Non-chemical methods of controlling blackgrass will need greater uptake on farm in the future to keep crop production sustainable and profitable in the face of declining chemical control, according to a new study using the Savills and Farmers Weekly Virtual Farm model unveiled at the Cereals 2011 show.
The Virtual Farm model had been adapted using research results from Rothamsted‘s Stephen Moss to forecast the impact of declining herbicide performance and mitigating non-chemical strategies on crop gross margins over a 10-year period, Savill’s Ben Makowiecki explained.
The results showed a steep decline in gross margins, which were all based on 2011 crop prices and costs, once chemical control fell to a level where blackgrass populations were no longer being controlled effectively. “Initially, gross margins are relatively stable, but then you get to a point where you fall off the edge of the cliff,” Mr Makowiecki said.
But using non-chemical control options, such as rotational ploughing, delaying wheat drilling and increasing spring cropping in the rotation, showed that blackgrass populations could be contained sufficiently to allow returns to remain much more stable over the 10-year period, even if chemical control declined by 5%.

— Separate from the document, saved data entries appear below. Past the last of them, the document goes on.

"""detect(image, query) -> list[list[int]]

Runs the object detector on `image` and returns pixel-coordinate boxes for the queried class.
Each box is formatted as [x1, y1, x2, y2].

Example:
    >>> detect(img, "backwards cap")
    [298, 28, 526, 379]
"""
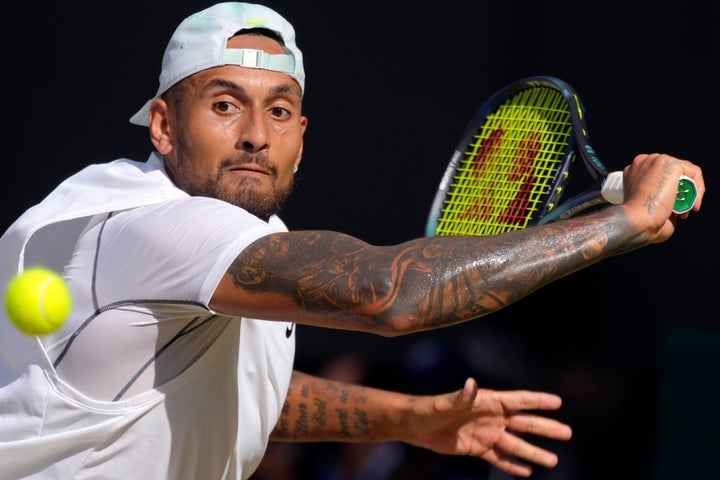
[129, 2, 304, 126]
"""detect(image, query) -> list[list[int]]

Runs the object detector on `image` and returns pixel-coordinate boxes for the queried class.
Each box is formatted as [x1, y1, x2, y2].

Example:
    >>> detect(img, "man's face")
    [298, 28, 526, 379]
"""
[151, 34, 307, 221]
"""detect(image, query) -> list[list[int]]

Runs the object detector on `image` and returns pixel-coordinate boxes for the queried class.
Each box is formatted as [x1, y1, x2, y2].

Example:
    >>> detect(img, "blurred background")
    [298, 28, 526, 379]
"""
[2, 1, 717, 479]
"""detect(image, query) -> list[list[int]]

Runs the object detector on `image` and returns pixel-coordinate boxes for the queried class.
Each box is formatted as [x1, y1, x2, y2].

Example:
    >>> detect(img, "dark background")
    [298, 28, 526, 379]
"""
[3, 1, 718, 479]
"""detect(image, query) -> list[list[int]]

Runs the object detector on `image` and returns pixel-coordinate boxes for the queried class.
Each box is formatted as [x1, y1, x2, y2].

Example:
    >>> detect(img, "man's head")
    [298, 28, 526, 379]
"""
[130, 2, 305, 126]
[135, 3, 307, 221]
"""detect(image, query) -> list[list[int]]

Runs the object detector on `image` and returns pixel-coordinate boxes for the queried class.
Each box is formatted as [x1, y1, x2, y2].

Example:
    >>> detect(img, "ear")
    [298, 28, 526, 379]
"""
[293, 115, 308, 173]
[293, 145, 302, 173]
[148, 98, 173, 155]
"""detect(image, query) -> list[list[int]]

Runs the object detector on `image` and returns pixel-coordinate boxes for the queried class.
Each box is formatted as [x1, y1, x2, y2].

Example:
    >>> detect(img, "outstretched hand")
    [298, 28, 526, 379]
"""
[403, 377, 572, 478]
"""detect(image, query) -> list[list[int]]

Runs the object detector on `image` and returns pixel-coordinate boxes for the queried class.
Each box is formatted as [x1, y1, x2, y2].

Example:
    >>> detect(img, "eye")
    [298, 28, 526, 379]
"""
[214, 101, 239, 114]
[270, 106, 291, 120]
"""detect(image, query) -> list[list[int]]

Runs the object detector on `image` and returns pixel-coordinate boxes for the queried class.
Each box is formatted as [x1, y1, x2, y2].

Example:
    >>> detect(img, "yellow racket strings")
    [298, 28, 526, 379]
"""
[436, 87, 572, 236]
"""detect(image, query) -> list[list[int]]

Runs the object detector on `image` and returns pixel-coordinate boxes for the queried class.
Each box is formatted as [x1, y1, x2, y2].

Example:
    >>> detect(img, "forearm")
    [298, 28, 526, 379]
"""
[223, 205, 637, 333]
[270, 370, 410, 443]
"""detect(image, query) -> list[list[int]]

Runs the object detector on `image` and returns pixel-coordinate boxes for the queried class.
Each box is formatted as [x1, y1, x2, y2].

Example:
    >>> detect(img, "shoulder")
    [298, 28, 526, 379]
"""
[103, 197, 286, 248]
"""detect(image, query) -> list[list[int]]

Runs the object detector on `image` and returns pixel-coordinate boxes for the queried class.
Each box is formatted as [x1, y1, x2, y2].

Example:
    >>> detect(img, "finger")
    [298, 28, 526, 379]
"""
[495, 430, 560, 469]
[507, 413, 573, 440]
[431, 378, 479, 416]
[480, 448, 534, 478]
[459, 377, 479, 404]
[681, 162, 704, 211]
[490, 390, 564, 411]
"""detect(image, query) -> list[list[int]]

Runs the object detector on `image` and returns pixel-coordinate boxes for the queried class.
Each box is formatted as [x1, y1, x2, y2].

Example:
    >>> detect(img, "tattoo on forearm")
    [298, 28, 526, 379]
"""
[312, 397, 326, 427]
[295, 402, 308, 435]
[354, 407, 369, 435]
[336, 408, 350, 438]
[231, 210, 626, 330]
[274, 373, 376, 442]
[274, 401, 290, 436]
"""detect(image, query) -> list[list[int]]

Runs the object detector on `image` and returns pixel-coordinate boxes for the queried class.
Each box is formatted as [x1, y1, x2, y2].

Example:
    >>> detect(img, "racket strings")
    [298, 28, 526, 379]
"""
[436, 86, 572, 236]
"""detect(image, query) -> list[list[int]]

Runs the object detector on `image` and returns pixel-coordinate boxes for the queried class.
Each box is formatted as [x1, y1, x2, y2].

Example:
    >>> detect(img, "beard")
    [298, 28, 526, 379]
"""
[172, 151, 295, 222]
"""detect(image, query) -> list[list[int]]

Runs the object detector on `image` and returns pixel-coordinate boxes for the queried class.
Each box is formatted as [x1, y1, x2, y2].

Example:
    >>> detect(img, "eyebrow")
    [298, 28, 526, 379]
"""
[202, 78, 301, 99]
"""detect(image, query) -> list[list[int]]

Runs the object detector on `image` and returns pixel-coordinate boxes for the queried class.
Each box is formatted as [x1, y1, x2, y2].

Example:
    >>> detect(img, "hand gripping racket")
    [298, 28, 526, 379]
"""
[425, 76, 697, 237]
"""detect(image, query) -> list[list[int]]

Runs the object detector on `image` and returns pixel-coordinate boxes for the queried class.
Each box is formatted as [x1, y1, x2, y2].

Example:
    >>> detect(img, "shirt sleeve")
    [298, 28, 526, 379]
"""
[88, 197, 287, 308]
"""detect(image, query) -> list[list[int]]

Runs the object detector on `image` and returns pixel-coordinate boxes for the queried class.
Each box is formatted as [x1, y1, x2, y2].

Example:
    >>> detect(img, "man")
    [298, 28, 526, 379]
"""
[0, 2, 704, 480]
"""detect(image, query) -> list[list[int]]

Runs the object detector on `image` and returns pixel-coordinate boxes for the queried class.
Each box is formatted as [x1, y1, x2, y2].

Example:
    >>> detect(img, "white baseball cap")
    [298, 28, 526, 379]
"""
[129, 2, 305, 126]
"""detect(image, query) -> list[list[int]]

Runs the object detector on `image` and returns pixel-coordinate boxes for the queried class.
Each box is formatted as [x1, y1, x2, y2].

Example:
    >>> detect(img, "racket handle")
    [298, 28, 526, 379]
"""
[600, 171, 697, 214]
[600, 171, 625, 204]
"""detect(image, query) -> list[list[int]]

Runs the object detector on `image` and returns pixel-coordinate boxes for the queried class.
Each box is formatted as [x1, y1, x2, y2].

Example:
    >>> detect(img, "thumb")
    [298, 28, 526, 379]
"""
[458, 377, 479, 406]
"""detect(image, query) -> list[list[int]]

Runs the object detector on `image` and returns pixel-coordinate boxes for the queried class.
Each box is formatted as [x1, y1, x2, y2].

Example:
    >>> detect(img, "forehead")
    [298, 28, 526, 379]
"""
[226, 33, 286, 54]
[189, 65, 302, 99]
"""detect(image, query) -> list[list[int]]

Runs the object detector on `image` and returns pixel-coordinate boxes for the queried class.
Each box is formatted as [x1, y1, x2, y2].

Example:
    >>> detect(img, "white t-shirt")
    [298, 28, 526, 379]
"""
[0, 153, 295, 479]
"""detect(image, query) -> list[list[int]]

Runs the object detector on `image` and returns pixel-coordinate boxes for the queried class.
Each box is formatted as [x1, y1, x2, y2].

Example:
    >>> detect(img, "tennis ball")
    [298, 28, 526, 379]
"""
[5, 267, 72, 335]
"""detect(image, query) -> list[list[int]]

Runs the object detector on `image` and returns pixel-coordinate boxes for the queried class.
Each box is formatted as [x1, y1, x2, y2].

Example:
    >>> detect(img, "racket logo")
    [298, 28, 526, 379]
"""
[456, 127, 506, 224]
[456, 129, 542, 227]
[498, 131, 542, 224]
[469, 128, 505, 176]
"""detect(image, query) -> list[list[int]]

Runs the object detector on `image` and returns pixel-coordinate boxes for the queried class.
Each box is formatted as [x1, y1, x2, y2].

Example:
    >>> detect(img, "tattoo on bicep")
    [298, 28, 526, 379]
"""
[228, 232, 417, 322]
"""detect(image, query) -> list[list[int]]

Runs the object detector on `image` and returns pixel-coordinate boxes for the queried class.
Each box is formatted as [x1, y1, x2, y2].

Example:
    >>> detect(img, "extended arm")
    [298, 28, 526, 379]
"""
[210, 154, 704, 334]
[270, 370, 573, 478]
[215, 213, 614, 333]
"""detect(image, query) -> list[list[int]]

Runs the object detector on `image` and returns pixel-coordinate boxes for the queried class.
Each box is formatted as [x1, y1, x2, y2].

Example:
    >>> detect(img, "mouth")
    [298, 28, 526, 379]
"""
[227, 163, 271, 176]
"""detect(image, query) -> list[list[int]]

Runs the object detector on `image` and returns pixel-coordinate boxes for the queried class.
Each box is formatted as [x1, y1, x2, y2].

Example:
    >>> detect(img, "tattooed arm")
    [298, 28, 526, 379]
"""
[269, 370, 573, 478]
[211, 154, 703, 333]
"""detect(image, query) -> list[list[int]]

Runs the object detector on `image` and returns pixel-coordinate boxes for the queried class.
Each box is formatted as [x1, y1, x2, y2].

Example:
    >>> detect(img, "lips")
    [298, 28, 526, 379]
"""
[228, 164, 271, 175]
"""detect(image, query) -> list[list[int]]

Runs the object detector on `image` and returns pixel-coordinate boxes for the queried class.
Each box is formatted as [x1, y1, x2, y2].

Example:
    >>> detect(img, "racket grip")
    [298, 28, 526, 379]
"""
[601, 171, 625, 204]
[600, 171, 697, 214]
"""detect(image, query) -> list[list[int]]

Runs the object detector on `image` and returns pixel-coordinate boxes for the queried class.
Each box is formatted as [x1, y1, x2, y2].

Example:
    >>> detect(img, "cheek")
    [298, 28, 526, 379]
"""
[181, 120, 235, 155]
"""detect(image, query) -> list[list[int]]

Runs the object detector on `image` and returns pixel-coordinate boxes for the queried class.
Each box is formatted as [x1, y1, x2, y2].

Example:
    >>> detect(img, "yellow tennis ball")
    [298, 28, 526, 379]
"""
[5, 267, 72, 335]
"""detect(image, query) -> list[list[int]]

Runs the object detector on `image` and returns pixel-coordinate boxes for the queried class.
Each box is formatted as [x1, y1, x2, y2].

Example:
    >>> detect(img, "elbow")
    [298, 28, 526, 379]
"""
[375, 271, 434, 337]
[347, 264, 429, 337]
[370, 284, 425, 337]
[377, 314, 422, 337]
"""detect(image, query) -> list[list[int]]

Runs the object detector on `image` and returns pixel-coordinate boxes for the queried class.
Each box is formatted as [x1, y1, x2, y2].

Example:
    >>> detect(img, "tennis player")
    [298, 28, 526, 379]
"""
[0, 2, 704, 479]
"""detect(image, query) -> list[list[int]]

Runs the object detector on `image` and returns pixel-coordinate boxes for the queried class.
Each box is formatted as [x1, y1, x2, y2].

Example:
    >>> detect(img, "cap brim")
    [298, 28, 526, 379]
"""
[129, 99, 154, 126]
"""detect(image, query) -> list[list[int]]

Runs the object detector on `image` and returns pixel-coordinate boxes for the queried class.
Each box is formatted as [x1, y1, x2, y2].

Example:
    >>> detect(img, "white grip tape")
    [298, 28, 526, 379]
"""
[600, 171, 624, 204]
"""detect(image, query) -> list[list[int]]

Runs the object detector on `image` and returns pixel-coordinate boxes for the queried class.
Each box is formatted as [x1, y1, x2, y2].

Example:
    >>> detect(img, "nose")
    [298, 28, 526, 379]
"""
[238, 108, 269, 152]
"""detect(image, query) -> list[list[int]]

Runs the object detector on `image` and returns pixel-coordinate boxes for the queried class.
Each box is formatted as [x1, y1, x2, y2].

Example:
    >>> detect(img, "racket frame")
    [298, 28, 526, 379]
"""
[426, 76, 611, 236]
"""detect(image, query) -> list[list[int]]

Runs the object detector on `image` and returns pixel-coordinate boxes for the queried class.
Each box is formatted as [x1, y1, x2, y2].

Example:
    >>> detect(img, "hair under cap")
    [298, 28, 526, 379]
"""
[129, 2, 304, 126]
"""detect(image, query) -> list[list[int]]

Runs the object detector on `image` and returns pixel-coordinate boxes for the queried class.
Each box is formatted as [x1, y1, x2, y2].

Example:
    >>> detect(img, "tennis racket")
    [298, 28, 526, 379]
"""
[425, 76, 697, 237]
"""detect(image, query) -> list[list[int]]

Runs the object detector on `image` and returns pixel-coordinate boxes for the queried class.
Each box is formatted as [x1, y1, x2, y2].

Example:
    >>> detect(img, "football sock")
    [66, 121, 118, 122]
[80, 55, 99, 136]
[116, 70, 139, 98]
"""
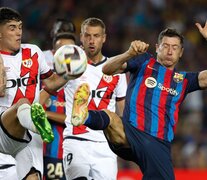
[84, 110, 110, 130]
[17, 103, 38, 133]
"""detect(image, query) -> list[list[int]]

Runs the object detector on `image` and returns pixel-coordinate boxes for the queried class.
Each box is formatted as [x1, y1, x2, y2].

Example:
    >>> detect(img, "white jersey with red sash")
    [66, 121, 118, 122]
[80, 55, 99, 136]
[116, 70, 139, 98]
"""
[63, 57, 127, 141]
[0, 44, 52, 113]
[0, 43, 52, 179]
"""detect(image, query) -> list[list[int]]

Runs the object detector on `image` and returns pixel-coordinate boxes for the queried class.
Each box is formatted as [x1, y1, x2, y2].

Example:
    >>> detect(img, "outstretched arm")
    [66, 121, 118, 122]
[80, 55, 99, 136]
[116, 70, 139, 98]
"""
[102, 40, 149, 75]
[42, 73, 79, 92]
[40, 89, 66, 124]
[196, 21, 207, 88]
[0, 54, 6, 97]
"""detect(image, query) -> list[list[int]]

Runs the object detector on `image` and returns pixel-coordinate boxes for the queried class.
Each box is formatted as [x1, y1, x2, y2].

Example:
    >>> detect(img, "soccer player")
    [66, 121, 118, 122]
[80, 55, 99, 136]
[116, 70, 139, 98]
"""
[71, 22, 207, 179]
[43, 18, 76, 72]
[62, 18, 127, 180]
[41, 20, 76, 180]
[0, 54, 17, 180]
[0, 7, 77, 179]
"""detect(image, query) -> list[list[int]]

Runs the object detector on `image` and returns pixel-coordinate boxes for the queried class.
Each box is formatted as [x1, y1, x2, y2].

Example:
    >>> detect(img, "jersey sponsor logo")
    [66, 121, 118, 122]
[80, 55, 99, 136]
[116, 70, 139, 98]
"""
[22, 58, 33, 68]
[45, 98, 66, 108]
[158, 83, 179, 96]
[145, 77, 157, 88]
[91, 88, 113, 99]
[6, 75, 38, 89]
[145, 77, 179, 96]
[173, 72, 183, 83]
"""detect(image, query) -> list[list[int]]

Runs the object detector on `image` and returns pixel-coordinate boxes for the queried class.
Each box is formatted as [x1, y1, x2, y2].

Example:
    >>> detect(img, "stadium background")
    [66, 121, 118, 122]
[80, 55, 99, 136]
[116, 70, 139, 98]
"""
[1, 0, 207, 179]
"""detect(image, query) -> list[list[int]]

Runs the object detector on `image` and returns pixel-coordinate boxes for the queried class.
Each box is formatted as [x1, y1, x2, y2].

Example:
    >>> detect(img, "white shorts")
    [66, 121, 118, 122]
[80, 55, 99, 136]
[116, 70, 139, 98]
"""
[15, 132, 43, 179]
[63, 138, 117, 180]
[0, 121, 31, 157]
[0, 153, 17, 180]
[0, 165, 18, 180]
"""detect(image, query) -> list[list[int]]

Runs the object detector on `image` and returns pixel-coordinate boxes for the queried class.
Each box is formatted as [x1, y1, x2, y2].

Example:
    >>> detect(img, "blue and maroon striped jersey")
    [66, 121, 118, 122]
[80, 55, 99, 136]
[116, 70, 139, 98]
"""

Rotational ploughing and increasing spring cropping netted the best margins overall, he said. Delayed drilling had the best impact on blackgrass, but margins suffered from a loss of 0.5t/ha yield in the model.
“But if you can successfully delay drilling without decreasing yields, it is definitely a good option to consider.”
Surprisingly, the model suggested that fallowing was not an economic option, however. “That’s based on current research suggesting you get 70-80% decline in the seed-bank from year to year. Our model suggests that isn’t enough to contain blackgrass, and with the loss in income from one year’s cropping, it doesn’t stack up.
“However, if you get higher levels of control from fallowing, or if it was not used in every field, it could become a better option,” Mr Makowiecki said.